Les dossiers des déportés et internés de la Résistance : entre archives et reconnaissance

Loin de nous l’idée de vouloir critiquer les usages du numérique en histoire, ce qui serait tout de même particulièrement mal venu de notre part, mais internet n’est néanmoins pas sans effets pervers. C’est ainsi par exemple qu’à force de consulter et indexer les fiches des morts pour la France dans le cadre du défi 1 jour 1 poilu, on en oublierait presque que celles-ci existent physiquement, sous format papier et pas uniquement digital. C’est à Caen, au sein de la Division (qui fut longtemps un Bureau) des Archives des victimes des conflits contemporains (DAVCC) du Service historique de la Défense que sont conservés ces précieux documents. Et là n’est d’ailleurs par le seul trésor que l’on peut y consulter, comme le rappelle le dernier inventaire produit par ce méconnu mais extrêmement dynamique service : l’inventaire des 55 788 dossiers de déportés et internés résistants.

Carte d'interné résistant délivrée à Georges Lapeyre le 3 février 1956. Musée de la Résistance en ligne / Collection Fabrice Bourrée, droits réservés.

Afin de mieux comprendre ce que sont ces documents il faut se demander pourquoi c’est à Caen, en Normandie, qu’on peut les consulter. Rien à voir avec le Mémorial ni même avec les plages du Débarquement : c’est l’ambition politique de Louis Mexandeau, alors Secrétaire d’Etat aux anciens combattants mais qui cherchait à emporter la mairie du chef-lieu du Calvados, qui est à l’origine du transfert de ces archives. Agrégé d’histoire, ce vieux compagnon de route de François Mitterrand sait que délocaliser des activités, donc des emplois, dans une circonscription électorale est encore le meilleur moyen de s’y faire élire. Sauf qu’ici le calcul n’a jamais marché puisque Louis Mexandeau, malgré une belle carrière politique, ne sera jamais maire de Caen.

Sans surprise, les archives qui sont consultables au sein de la DAVCC sont donc celles qui étaient sous la responsabilité du Secrétaire d’Etat aux Anciens combattant d’alors. En l’occurrence, il s’agit de documents produits par l’ancien Ministère des pensions relatifs au titre de déporté et/ou interné de la Résistance. Celui-ci, instauré par une loi du 9 septembre 1948, « est ouvert à toute personne qui, ayant œuvré pour la cause de la Résistance française, a été arrêtée, internée et (ou) déportée, à la condition expresse que la cause déterminante de leur internement ou de leur déportation soit un acte qualifié de résistance à l'ennemi ». L’inventaire que vient de mettre en ligne la DAVCC consiste en une vaste liste de noms qui renvoient tous à un dossier individuel, consultable sur place. La Bretagne y est largement représentée puisque, à titre d’exemple, on trouve 152 dossiers de natifs de Rennes, 649 du Morbihan.
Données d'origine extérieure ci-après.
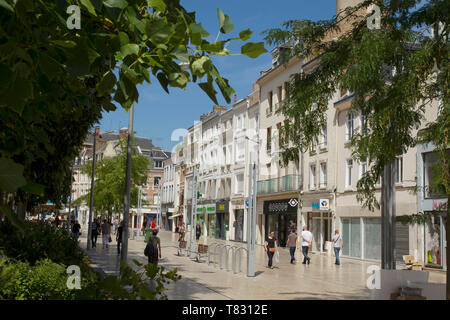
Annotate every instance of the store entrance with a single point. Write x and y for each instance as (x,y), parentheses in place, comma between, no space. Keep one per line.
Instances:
(281,224)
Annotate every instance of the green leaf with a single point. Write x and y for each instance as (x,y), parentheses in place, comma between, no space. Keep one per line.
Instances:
(158,5)
(253,49)
(121,4)
(244,35)
(225,22)
(130,48)
(6,5)
(34,188)
(181,54)
(208,88)
(107,83)
(88,5)
(200,66)
(64,43)
(11,175)
(158,31)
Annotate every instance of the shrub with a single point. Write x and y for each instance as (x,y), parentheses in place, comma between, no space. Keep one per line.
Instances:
(45,280)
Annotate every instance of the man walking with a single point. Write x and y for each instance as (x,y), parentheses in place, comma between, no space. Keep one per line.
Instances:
(119,236)
(338,245)
(306,242)
(292,244)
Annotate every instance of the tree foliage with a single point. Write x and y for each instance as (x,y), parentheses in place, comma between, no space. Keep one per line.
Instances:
(394,74)
(55,82)
(109,186)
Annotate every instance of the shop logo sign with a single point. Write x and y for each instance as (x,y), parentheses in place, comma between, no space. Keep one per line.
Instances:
(293,202)
(324,204)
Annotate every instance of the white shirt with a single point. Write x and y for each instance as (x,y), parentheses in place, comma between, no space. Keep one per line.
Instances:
(308,236)
(337,240)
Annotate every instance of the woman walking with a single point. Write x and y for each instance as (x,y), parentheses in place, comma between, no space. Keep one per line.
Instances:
(153,248)
(106,233)
(270,245)
(292,244)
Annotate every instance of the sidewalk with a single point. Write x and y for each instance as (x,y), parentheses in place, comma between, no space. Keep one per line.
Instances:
(322,279)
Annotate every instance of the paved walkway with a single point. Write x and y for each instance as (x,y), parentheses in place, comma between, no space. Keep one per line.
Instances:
(322,279)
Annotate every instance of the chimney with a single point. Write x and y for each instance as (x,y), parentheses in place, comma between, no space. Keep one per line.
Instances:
(342,4)
(219,108)
(123,133)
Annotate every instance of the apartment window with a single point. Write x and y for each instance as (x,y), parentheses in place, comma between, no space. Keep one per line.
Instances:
(363,123)
(323,175)
(350,126)
(399,169)
(363,169)
(348,175)
(323,137)
(270,101)
(312,183)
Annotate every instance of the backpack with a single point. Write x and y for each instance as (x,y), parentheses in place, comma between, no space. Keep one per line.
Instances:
(151,247)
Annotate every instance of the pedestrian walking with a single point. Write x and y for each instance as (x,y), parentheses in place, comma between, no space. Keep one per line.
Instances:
(270,246)
(94,233)
(338,245)
(153,248)
(306,243)
(119,236)
(182,231)
(106,233)
(292,244)
(198,231)
(76,229)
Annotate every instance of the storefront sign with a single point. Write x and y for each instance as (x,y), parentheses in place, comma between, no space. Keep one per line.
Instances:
(222,206)
(324,204)
(280,206)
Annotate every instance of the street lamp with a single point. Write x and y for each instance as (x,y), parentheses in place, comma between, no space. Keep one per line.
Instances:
(251,213)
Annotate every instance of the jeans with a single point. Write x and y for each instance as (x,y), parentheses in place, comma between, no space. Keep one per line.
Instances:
(336,253)
(305,253)
(292,252)
(270,254)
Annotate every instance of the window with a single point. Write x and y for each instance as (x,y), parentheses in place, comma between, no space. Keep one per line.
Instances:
(399,169)
(270,100)
(348,175)
(349,127)
(323,137)
(312,183)
(362,168)
(323,175)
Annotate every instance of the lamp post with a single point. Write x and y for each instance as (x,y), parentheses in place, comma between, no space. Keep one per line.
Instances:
(251,212)
(96,132)
(124,252)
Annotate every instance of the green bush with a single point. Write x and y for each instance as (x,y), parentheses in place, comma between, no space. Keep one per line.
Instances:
(45,280)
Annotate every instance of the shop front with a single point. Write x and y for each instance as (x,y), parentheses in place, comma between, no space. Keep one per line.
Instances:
(318,219)
(222,219)
(280,217)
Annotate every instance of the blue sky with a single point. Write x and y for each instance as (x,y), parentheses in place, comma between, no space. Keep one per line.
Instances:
(158,114)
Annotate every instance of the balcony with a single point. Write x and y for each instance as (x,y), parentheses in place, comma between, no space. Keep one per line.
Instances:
(282,184)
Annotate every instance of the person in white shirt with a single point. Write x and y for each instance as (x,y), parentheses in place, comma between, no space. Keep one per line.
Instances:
(306,242)
(338,245)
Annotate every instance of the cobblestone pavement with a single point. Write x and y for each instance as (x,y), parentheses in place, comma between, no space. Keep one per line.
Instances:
(322,279)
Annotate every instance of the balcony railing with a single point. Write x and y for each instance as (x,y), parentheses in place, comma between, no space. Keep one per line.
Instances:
(282,184)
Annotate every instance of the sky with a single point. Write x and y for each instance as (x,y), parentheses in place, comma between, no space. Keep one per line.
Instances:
(158,114)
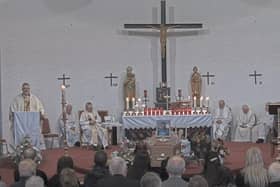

Il s’agit donc là d’un outil extrêmement précieux auquel on se réfèrera bien volontiers. Néanmoins, il convient de garder à l’esprit que cet inventaire des 55 788 dossiers de déportés et internés résistants qui vient d’être mis en ligne ne renvoie pas à des sources de la Seconde Guerre mondiale mais à des documents produits après le conflit, dans le cadre de l’application du droit à réparation tel qu’il est instauré après la Grande Guerre par la loi du 31 mars 1919. On notera d’ailleurs que chiffre de 55 788 diffère largement des quelques 89 000 déportés par mesure de répression partis de France recensés par la Fondation pour la mémoire de la Déportation.

Vue générale du camp de Flossenbürg. Wikicommons.

C’est là un biais qu’il faut avoir constamment en tête car, fondamentalement, ces archives renseignent moins sur la Résistance et la Seconde Guerre mondiale que sur l’action après le conflit du Ministère des pensions. Bien entendu, dans le cadre d’une recherche sur la période 1939-1945, ces archives peuvent s’avérer extrêmement intéressantes et on conseillera même de les croiser avec les dossiers de Combattants volontaires de la Résistance qui ont pu être attribués par les services de l’Office national des anciens combattants et qui peuvent, eux-aussi, êtres des plus profitables. Mais, là encore, la prudence reste de mise. Ecrire l’histoire de la Seconde Guerre mondiale avec des archives produites a posteriori n’est en effet pas chose aisée.